W Warszawie, żeby dobrze zjeść, to trzeba wydać od 50 złotych za jedno danie.
– Dlatego łatwiej dobrze i tanio zjeść poza dużymi miastami. Większość z moich 350 rewolucji kuchennych, które zrobiłam, miała miejsce w mniejszych miejscowościach. Tam spotykałam ludzi, którzy kochają gotować, i ludzi, którzy są chętni zapłacić za dobre jedzenie.
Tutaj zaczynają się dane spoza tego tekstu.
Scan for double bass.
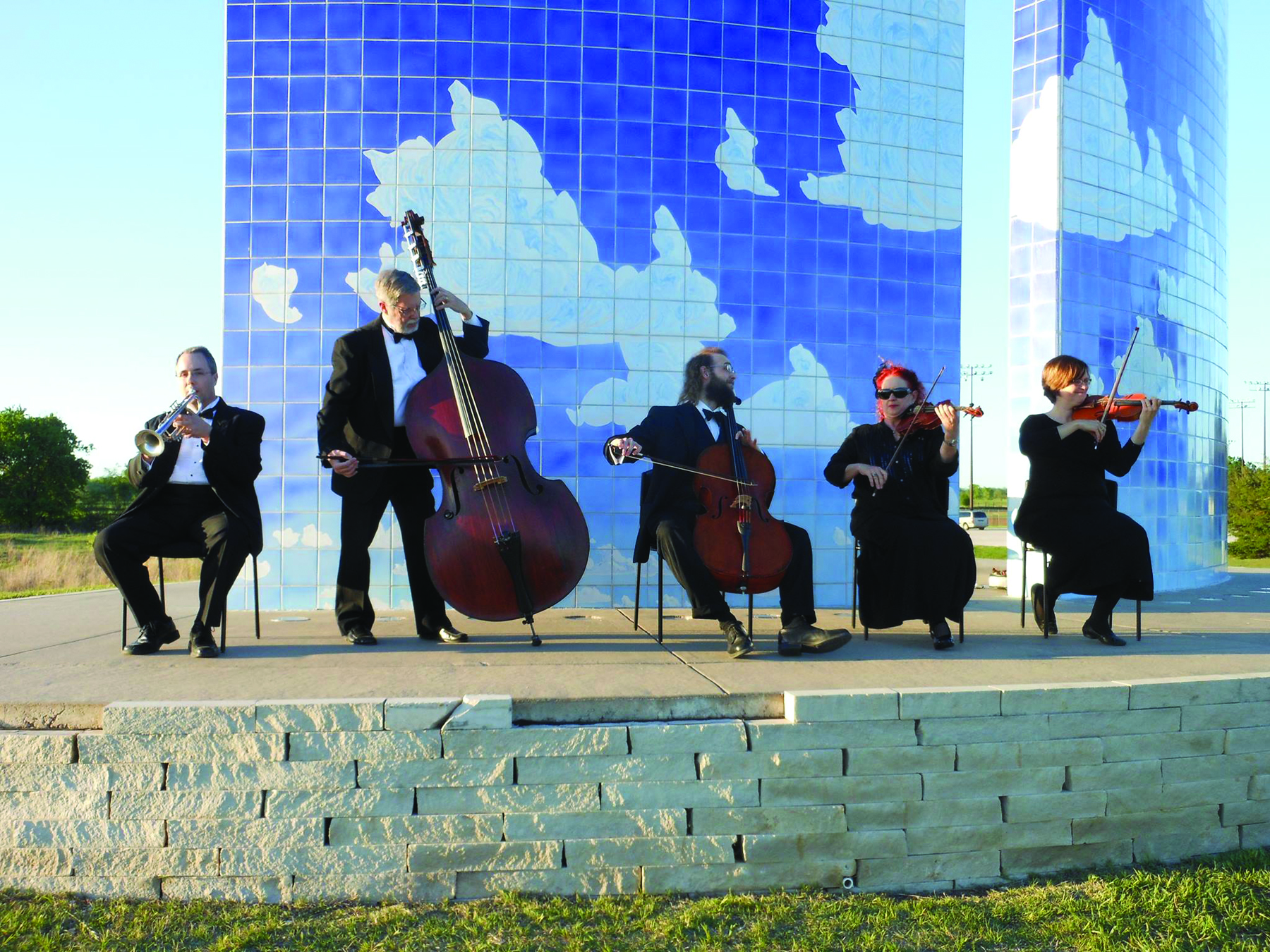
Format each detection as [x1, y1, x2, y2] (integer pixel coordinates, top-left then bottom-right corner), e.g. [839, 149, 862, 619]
[401, 211, 591, 647]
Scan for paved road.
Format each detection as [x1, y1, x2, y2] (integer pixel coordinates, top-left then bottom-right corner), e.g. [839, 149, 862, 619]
[0, 570, 1270, 727]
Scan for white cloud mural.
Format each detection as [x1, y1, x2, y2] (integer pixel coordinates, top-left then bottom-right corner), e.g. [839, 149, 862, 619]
[715, 106, 780, 195]
[1010, 10, 1178, 241]
[799, 0, 962, 231]
[346, 81, 737, 427]
[251, 263, 303, 324]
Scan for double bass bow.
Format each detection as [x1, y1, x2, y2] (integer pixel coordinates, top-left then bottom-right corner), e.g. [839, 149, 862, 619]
[401, 211, 591, 646]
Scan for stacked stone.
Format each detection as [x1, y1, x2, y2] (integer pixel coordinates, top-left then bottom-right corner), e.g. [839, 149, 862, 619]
[0, 676, 1270, 903]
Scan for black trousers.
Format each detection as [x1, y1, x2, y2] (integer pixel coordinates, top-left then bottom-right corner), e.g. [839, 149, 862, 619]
[657, 513, 816, 625]
[335, 427, 451, 635]
[92, 484, 251, 628]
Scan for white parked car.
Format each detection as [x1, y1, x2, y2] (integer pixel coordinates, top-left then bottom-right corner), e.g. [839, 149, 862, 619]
[957, 509, 988, 530]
Musi to jednak być wyjątkowe miejsce, unikalne. Ostatnio rewolucjonizowałam restaurację wyłącznie z mięsem z jeleni – „Je…Je…Jeleń” w Witnicy. Dziś są tam tłumy. To samo jest z miejscem, które serwuje dania z kaczki, czyli „Kacze zamieszanie” w Komornikach. Kolejne wspaniałe to „Bistro u Gębalskich” w Bielsku-Białej, „Złota świnka” w Komornikach czy „Bistro Kolorowe Wazy” pod Poznaniem. Te miejsca wyspecjalizowały się w konkretnych daniach, i to jest ich sposób na sukces. Od początku „Kuchennych rewolucji” uczę, aby zwracać uwagę na lokalne produkty i rozbudowywać ten temat. Zaważyć kartę. Wyróżniać się w konkretnej specjalizacji, jak miejsca, które wspominałam. Poza tym rodzinne biznesy górą! Gdy rodzina jest spójna, dogadana, to można osiągnąć naprawdę dużo.
Wąska specjalizacja to jednak pewne ryzyko, może dlatego większość restauracji serwuje pizzę i makarony.
– Polacy mają już dość pizzy i makaronów. Restauracja to nie stołówka, to fenomen. Nie da się robić kuchni dla wszystkich, oferować i kebab, i pizzę, i sałatkę, i schabowego. Tak jak nie można być ekspertem od wszystkiego, tak nie można gotować wszystkich kuchni.
Pani też nie zawsze jest łatwa do współpracy. Słynne rzucanie talerzami raczej nie wprowadza dobrej atmosfery.
– To nie jest żaden teatrzyk ani show. Rzucam talerzami, kiedy widzę, że do ludzi nie da się dotrzeć. Często jest tak, że ludzie najpierw się mnie boją, a potem mi ufają. Na końcu dziękują. Robię te rewolucje już tyle lat i widzę, jak dużo w Polsce się zmieniło. Dziś coraz rzadziej zdarza mi się rzucać talerzami, nie dlatego, że z wiekiem stałam się łagodniejsza, po prostu coraz częściej spotykam ludzi, którzy są otwarci na współpracę, rozumieją sens rewolucji i mają w sobie pasję do tego, co robią.
Nie jest prawdą, że upadają miejsca dla elit, bo zamykają się miejsca dla średniozamożnych osób, gdzie można zjeść smacznie i w przystępnych cenach
Czyli nie mówi pani „stop” temu projektowi?
– „Kuchenne rewolucje” są i nadal będą potrzebne. Szczególnie teraz, w kolejnym kryzysie, gdzie czynsze, prąd, gaz rosną do horrendalnych cen. Zawsze proponuję rozwiązanie, by nie wynajmować wielkich przestrzeni, bo ich się nie zapełni. Trzeba stawiać na małe, rodzinne bistra. Szacować liczbę gości, kupować na bieżąco świeże, dobre produkty. Mieć dobrych, dogadanych dostawców. Myśleć o każdym ruchu, wyprzedzać. Mądrze gotować, korzystać ze sprzętów energooszczędnych. Kalkulować. Nie wyrzucać jedzenia. Pakować na wynos. Bo przecież wyrzucanie też nas kosztuje. Odbieranie od nas śmieci jest horrendalnie drogie. Biznes restauracyjny to oprócz kuchni również matematyka i obsługa klienta. Klient jest najważniejszy. Dlatego ważne jest, aby podejmować go jak u siebie w domu. Każde państwo jest wtedy dochodowe i rośnie, kiedy ma rozbudowaną klasę średnią.